3. And finally, the finishing blow: ask for a recipe, not slicing. To definitively prove their point, the Anthropic team changed the question itself. Instead of requiring the model to output thousands of moves for the Tower of Hanoi, they asked it to write a program (a Lua function) that generates the solution. And — bingo! — the models that supposedly "collapsed" easily wrote a perfect recursive algorithm. Apple, in essence, was testing the mechanical endurance of the model by forcing it to "slice vegetables" for a huge banquet. Anthropic, however, tested its knowledge of the process by asking it to "write a recipe." And the model knew it.
So who is right? The illusion of reasoning or the illusion of evaluation?
This counter-punch completely shifts the balance of power.
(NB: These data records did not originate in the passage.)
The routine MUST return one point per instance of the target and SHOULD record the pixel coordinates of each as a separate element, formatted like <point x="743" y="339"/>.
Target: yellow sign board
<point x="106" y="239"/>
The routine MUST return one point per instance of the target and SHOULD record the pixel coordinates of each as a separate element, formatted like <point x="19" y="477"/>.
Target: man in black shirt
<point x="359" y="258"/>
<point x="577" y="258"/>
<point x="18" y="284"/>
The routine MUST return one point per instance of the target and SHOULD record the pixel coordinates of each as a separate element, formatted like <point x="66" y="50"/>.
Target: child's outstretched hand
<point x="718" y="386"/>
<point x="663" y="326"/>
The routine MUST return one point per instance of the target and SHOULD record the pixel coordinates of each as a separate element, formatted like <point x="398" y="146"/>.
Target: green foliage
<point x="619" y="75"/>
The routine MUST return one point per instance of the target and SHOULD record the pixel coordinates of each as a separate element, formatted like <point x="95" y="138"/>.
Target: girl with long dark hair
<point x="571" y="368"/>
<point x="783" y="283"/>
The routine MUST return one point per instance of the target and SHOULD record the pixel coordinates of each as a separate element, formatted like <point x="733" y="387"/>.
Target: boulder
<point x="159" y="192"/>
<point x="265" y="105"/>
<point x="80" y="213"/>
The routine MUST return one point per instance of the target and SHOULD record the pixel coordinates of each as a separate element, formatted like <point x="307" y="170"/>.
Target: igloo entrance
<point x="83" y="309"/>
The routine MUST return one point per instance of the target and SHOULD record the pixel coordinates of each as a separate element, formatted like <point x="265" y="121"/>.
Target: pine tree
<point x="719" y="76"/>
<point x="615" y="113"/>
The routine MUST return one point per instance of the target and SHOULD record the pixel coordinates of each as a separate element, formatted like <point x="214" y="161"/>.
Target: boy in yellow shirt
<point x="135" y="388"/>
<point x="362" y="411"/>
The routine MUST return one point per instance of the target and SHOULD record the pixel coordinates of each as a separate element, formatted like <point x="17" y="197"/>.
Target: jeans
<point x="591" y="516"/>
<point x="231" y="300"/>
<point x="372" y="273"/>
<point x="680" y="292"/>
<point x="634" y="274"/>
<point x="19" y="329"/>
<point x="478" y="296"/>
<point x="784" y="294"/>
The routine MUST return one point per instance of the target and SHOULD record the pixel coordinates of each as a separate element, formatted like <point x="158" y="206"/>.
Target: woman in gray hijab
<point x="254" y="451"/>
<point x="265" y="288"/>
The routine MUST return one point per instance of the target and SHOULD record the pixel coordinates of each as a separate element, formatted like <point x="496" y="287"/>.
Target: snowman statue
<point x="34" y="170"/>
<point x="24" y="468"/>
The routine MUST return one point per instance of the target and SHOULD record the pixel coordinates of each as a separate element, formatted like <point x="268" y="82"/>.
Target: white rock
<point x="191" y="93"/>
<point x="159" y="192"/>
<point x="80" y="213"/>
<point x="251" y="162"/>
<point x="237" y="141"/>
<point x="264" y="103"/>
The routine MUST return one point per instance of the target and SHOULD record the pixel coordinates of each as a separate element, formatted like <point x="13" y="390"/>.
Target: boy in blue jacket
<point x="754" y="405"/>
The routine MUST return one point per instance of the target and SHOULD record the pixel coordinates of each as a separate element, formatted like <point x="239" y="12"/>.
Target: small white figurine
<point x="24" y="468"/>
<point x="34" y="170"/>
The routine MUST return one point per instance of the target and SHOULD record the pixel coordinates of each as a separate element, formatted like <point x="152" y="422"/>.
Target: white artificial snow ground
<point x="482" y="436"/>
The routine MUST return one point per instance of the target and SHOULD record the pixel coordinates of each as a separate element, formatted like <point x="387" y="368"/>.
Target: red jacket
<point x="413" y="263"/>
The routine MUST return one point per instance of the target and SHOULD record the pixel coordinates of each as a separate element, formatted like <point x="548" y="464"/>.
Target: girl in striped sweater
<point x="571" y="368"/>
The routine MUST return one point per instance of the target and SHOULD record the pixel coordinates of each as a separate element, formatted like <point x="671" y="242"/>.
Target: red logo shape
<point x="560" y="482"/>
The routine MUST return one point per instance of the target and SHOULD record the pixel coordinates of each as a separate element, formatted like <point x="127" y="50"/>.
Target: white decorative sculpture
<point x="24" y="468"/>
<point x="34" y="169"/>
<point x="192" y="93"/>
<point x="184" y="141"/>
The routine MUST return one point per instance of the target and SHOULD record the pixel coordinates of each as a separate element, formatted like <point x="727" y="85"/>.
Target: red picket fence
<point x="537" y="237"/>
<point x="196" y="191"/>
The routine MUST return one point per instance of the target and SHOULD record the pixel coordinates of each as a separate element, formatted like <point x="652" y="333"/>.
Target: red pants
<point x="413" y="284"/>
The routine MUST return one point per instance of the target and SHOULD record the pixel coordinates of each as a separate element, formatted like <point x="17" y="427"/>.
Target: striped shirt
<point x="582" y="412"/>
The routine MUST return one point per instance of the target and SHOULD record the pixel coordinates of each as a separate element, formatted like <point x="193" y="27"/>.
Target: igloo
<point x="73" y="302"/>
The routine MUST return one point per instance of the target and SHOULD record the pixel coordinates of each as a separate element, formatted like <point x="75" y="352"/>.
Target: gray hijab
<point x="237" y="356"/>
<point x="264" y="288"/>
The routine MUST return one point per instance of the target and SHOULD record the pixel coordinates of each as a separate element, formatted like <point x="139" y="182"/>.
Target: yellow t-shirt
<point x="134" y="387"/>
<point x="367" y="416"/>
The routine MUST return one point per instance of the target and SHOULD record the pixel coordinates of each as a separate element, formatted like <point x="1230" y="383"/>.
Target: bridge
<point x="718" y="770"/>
Now, Apple's conclusions look not like a discovery of a fundamental flaw in AI, but as a demonstration of a classic research trap, into which it's easy to fall if you don't check your own initial data.
It turns out that the very "wall of complexity" that the models ran into was not built by them, but by the experimenters themselves through artificial limitations and impossible conditions.
The biting but fair verdict from Anthropic summarizes this whole story: “The question is not whether models can reason, but whether our tests can distinguish reasoning from typing.”
This story is an excellent reminder that in the world of AI, one must doubt not only the answers of machines but also one's own questions. I am sure that many of us have encountered this in our practice. Sometimes it seems that the model is "acting dumb," but in reality, we simply asked the question in a way that prevents it from giving a good answer within the given constraints.
What do you think about this dispute? Whose arguments do you find more convincing? Have you ever had cases where you yourself misjudged the capabilities of AI simply because the "test" was incorrectly designed?